I'd like to suggest that you "keep it simple" and do only three things with the goal of retaining your employees. If you do, you'll go a long way towards keeping those precious assets at your company.
1. Have a Competitive Benefits PackageIf your product or technology is state-of-the-art, but your benefits package hasn't been updated in the past few years, you had best change that. If you think that your benefits package is a "gift" to your employees, rethink that. We get calls all the time from disgruntled employees looking to make a job change. Many times their meager benefits package is just what pushes them over the edge to start a job search.
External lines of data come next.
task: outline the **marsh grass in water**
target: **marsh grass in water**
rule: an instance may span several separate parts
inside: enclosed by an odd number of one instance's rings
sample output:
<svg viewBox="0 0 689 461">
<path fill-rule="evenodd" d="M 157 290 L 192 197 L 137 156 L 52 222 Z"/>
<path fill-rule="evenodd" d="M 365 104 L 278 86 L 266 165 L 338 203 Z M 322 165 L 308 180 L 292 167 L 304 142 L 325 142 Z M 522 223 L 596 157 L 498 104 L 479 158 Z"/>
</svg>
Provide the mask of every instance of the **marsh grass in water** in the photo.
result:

For example, three weeks' vacation from the start of employment is now just about standard issue.
Your benefits package should not only be a great recruiting tool, it should be so robust that it delights your employees and keeps competitors from stealing your people. And, there are many benefits that don't actually cost a lot of money but will get you lots of loyalty in return.
2. Compensate Your Employees at Market ValueWhen you hire a new employee, the market will pretty much determine what compensation you'll have to pay. But what about the employee who has been with you for a long time? Do you know if his compensation is competitive with the market? In many cases, an employee's job may have changed since he has been hired. Maybe he has taken on more responsibility, or maybe he has a long tenure with you. Whatever the reason, if you find out the compensation is not competitive, you had best change that immediately. One of the most frequent comments we hear when someone starts a job search is that they feel they are "not making what I'm worth." And, sadly, many times they are right!
3. Just Say "Thank You"There are no words you can say that are more important than simply saying "Thank You" when a job has been well done. People leave their jobs when they think that what they do is not important to the company, when they feel they are not valued and appreciated. And, people who are making competitive salaries will still leave their jobs when they don't feel appreciated.
Thank your employees often - in private and in public. Be sincere in your appreciation and in your words. If this "isn't your style" or you feel awkward saying these words, practice in the mirror until you feel comfortable. Change your style. Do whatever you have to do to communicate your appreciation. As the Nike ad says, "Just Do It!"